Bình Định Province, a coastal region in southern Vietnam, is famous for its long history of warriors. This is where the Tây Sơn dynasty was born, from a peasant uprising in the 18th century that was led by three fierce fighters from the region, and from that proud lineage came the Bình Định Martial Arts Style. One of the more notable aspects of this style is that it uses 18 weapons, including chains, spears and hammers.
This young martial arts style was created in 1986 by Ngô Xuân Bính. He lived in Hanoi and wanted to unify Vietnam’s various martial arts disciplines into one – hence the name, which means “One Vietnam.” Nowadays, the style has gained a significant following in Russia.
Traditional Vietnamese wrestling is an integral part of Tết celebrations in many rural areas. Competitors perform a dance to show respect and then try to take out their opponent with sweeps, grabs and takedowns. To win, you must either get your opponent belly up or remove both their feet from the ground. Like other forms of wrestling, no strikes are permitted. Some regions hold their Đấu Vật competitions on carpet, while others use sand.
This style dates back to the Nguyễn dynasty, when Huế was the capital of Vietnam. It was practiced by the Imperial Guards, the people responsible for keeping the Emperor and everyone around him safe. The style is modeled off the movements of a cat, with many quick and deadly strikes.
When the French ended the Tây Sơn dynasty, many people fled south to avoid retributions. Those people who fled brought their Bình Định Martial Arts Style with them and then adapted it to their new homes, in and around Tân Khánh village.
This style began in the Nguyễn dynasty, and was later developed in Saigon. The uniform for Nam huỳnh đạo is distinct from the others in the country because they wear blacks t-shirts – and sometimes no shirts at all for the men.
Sa Long Cương is a sub-group of the larger Bình Định Martial Arts Style. It began in Saigon, in 1964, created by Trương Thanh Đăng.

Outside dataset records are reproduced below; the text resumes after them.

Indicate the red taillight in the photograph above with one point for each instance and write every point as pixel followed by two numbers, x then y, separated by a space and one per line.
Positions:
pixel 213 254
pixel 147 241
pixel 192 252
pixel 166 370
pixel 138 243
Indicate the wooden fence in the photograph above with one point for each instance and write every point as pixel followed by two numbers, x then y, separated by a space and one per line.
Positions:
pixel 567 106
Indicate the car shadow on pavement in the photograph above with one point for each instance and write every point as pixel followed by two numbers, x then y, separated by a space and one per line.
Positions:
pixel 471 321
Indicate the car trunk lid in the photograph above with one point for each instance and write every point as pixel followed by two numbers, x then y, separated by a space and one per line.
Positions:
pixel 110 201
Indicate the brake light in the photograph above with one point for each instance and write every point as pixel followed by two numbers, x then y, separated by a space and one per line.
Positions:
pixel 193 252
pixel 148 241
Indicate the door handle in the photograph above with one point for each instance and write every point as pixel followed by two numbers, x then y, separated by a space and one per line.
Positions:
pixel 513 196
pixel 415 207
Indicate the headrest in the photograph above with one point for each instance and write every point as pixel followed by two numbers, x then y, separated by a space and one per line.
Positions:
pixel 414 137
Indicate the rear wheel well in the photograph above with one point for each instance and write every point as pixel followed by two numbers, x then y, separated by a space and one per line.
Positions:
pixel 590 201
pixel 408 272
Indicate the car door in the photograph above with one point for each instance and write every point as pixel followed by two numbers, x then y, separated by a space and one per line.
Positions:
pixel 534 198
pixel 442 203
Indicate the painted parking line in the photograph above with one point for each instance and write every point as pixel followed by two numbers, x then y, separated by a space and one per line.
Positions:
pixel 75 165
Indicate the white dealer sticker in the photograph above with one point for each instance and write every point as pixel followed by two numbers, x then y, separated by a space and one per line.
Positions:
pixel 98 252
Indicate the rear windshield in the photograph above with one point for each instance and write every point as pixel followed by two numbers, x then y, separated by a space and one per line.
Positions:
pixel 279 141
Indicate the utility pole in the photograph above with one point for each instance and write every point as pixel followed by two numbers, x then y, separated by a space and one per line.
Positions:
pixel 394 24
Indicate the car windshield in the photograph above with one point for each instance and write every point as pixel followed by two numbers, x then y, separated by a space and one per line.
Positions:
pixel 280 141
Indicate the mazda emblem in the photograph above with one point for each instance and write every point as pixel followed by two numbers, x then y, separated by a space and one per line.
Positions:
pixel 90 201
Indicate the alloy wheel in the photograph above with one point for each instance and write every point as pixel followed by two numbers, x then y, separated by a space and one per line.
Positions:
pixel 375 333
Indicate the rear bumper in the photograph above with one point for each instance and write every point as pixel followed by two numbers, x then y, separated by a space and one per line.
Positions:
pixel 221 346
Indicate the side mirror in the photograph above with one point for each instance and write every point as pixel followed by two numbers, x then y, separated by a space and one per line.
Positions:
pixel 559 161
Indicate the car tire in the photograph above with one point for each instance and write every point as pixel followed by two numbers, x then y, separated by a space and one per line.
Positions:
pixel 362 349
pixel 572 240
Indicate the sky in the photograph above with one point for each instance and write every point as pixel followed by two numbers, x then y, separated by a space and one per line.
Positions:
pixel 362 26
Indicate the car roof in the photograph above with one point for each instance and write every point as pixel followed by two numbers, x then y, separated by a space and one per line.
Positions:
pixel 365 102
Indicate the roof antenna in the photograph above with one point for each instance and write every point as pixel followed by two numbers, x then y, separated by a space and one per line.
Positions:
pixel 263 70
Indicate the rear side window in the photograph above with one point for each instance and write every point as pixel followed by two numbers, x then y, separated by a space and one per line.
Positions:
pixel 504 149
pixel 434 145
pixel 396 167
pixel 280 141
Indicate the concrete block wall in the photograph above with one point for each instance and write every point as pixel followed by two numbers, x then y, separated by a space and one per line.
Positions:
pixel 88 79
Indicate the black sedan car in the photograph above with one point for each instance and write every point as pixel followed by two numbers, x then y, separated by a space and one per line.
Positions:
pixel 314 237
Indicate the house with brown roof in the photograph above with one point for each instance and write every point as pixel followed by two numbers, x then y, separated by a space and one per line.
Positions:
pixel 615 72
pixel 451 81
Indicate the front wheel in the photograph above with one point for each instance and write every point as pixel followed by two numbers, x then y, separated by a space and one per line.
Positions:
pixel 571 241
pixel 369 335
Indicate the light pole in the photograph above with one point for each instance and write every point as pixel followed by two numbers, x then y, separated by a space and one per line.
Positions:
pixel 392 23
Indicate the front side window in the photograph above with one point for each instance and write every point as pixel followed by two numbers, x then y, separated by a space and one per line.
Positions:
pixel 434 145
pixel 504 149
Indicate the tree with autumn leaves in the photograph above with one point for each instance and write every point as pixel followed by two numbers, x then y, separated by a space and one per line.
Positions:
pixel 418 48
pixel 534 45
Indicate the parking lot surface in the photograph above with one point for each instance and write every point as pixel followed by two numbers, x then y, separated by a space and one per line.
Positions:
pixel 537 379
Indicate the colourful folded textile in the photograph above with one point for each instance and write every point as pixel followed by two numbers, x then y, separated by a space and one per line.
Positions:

This style is unique in that it also incorporates techniques from Shaolin Kung Fu.
Though classic freestyle wrestling wasn’t created in Vietnam, there is such a following here that it’s worth mentioning. In fact, Vietnam regularly win medals at regional competitions, and there are many schools in the country that focus on this style.
This form combines Chinese martial arts and traditional Vietnamese styles. It was developed in Hanoi by master Nguyễn Nguyên Tộ and then continued by his son. Nam Hồng Sơn is most popular in Hanoi, but there are also several dojos in Germany.